Climat - La fréquence des ouragans a plus que doublé en un siècle
Mots clés : réchauffement de la planète, ouragans, Climat, Désastre naturel, Amérique du nord (Région), États-Unis (pays)
Une étude établit une corrélation entre le nombre d'ouragans et le réchauffement de la Terre

Photo: Agence Reuters
Une réponse aux changements climatiques
Dans l'édition en ligne des Philosophical Transactions of the Royal Society, deux chercheurs américains, Greg J. Holland (Centre national de recherche atmosphérique de Boulder, Colorado) et Peter J. Webster (Institut de technologie d'Atlanta, Géorgie) se montrent plus affirmatifs. Selon eux, «le niveau actuel de l'activité cyclonique dans l'Atlantique Nord constitue pour une large part une réponse au changement climatique d'origine anthropique».

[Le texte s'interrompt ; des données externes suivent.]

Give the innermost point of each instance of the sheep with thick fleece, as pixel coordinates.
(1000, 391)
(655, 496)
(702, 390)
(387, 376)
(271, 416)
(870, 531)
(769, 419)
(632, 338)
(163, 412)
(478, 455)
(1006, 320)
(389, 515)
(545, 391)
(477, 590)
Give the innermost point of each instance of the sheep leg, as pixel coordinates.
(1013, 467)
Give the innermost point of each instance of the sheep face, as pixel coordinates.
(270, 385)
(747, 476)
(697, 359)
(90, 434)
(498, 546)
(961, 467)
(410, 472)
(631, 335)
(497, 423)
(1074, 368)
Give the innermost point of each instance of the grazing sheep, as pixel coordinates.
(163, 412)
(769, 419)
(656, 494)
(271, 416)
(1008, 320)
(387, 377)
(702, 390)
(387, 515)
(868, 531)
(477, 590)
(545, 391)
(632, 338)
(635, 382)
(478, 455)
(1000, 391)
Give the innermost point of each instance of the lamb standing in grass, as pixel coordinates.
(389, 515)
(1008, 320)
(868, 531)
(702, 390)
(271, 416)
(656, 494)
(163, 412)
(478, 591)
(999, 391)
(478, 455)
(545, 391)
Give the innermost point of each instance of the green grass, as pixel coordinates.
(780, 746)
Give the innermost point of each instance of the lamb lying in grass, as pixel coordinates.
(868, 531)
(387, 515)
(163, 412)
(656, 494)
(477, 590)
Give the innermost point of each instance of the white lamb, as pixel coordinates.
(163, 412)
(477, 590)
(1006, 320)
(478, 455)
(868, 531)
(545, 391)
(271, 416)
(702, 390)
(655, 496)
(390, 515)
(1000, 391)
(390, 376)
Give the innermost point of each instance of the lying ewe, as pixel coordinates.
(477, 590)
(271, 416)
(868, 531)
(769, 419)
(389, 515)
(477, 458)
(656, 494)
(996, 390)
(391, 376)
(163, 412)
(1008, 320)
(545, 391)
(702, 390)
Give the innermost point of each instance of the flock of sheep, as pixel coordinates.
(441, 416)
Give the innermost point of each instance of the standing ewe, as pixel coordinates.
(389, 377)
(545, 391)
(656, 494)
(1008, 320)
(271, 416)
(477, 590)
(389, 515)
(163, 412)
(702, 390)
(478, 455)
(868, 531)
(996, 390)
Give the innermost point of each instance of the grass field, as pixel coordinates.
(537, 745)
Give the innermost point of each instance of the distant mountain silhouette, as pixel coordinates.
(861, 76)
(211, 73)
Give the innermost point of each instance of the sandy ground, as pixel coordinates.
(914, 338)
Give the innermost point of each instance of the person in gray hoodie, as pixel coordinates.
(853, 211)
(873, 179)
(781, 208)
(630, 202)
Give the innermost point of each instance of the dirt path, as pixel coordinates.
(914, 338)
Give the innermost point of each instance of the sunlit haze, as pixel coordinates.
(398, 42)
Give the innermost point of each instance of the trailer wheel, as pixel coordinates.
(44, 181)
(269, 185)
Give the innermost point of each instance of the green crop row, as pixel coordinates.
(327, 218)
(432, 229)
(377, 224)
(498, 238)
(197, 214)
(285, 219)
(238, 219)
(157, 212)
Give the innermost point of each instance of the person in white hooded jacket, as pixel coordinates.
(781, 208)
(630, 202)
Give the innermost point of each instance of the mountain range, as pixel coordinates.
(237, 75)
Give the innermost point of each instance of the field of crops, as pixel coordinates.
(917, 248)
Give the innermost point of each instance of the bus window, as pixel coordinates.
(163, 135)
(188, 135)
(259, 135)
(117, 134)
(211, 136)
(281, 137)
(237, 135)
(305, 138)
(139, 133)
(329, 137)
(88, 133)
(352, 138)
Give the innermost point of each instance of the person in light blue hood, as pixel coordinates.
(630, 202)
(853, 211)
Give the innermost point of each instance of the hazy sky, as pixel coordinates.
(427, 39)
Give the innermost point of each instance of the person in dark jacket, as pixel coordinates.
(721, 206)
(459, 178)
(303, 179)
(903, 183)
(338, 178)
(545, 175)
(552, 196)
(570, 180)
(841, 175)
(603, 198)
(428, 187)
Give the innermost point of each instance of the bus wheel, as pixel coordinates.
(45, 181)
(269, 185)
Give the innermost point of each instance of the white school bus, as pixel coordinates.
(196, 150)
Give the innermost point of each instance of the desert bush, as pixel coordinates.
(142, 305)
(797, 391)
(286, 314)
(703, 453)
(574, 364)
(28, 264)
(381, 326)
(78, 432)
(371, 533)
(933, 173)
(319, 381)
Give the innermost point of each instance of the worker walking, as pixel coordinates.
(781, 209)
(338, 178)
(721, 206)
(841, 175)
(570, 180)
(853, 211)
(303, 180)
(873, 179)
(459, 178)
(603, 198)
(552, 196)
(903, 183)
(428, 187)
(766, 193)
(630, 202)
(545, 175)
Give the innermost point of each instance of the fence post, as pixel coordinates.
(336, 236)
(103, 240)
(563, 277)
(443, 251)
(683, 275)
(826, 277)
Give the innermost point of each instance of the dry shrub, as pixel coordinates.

Les auteurs ont recensé tous les épisodes cycloniques répertoriés depuis un siècle, de façon plus exhaustive depuis la mise en place, en 1944, de la surveillance aérienne et celle, à la fin des années 1960, des observations satellitaires. Ils mettent en évidence la succession de trois régimes climatiques, entre lesquels la fréquence des cyclones a brutalement progressé, chaque fois, de 50 %.
Courbe ascendante
De 1905 à 1930, on décompte une moyenne annuelle de six événements cycloniques, dont quatre ouragans. De 1931 à 1994, les chiffres montent respectivement à dix et cinq. De 1995 à 2005, enfin, ils grimpent à quinze et huit. Or, relèvent les scientifiques, la température de surface de l'océan s'est élevée d'environ 0,4 °C entre la première et la deuxième période, et d'autant entre la deuxième et la troisième, soit de 0,8 °C au total. Ce qui équivaut à un épisode cyclonique de plus par an par dixième de degré supplémentaire et à un ouragan pour deux dixièmes de degré.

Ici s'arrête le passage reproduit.